Children who do not live by mom and dad’s values are destined to live by someone else’s.
For example, here are some values that children might learn from sources outside the family:
- It’s important to have power over women.
- It’s important to get revenge.
- It’s important to feel the rush of watching pornography.
- It’s important to numb emotional pain with drugs.
- It’s important to cheat in school.
- It’s important to receive peer approval by sexting or drinking alcohol.
- It’s important to do whatever brings immediate pleasure.
- It’s important to put down other people who are different than you are.
Parents need to pass good values on to their children. Here are the three steps to do that:
- Model the value
- Teach the value
- Give recognition when a value is practiced
Model the Value
Your kids are watching you. You are their model; their example. They learn by observing. Your example affects your children’s behavior more than telling them what to do. If you tell your kids not to smoke, drink, or swear, but you don’t model those behaviors yourself, they’re more likely to do those things when you’re not around.
Teach The Value
When you model a value, it’s easy to teach it. You simply talk about the value.

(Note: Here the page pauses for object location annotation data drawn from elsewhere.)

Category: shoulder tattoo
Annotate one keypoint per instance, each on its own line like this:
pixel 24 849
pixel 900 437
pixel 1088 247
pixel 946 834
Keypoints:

When do you talk about values? As soon as your children are old enough to understand. Where do you teach? Around the dinner table, at family meetings, while walking the dog together, when in the car together, when sitting around the campfire, when tucking kids into bed.
Give Recognition When the Value is Practiced
When you give attention to a behavior, that behavior is reinforced and the chance of that behavior being repeated increases. When a child does something good, you can give recognition to the value that is behind the behavior.
First, recognize the good behavior. “Wow! You really cleaned the kitchen.” Then tack on a value statement: “That was very thoughtful of you. “Thoughtful” is the value. By adding on a value statement, you reinforce the value, which encourages the child to repeat it.
Here are some more examples:
- Thank you for telling the truth. That shows honesty.
- Thank you for rocking the baby to sleep. That was very helpful of you.
- I saw you share your toy. That was very unselfish of you.
- I noticed that you didn’t hit your sister back. That showed a lot of self control.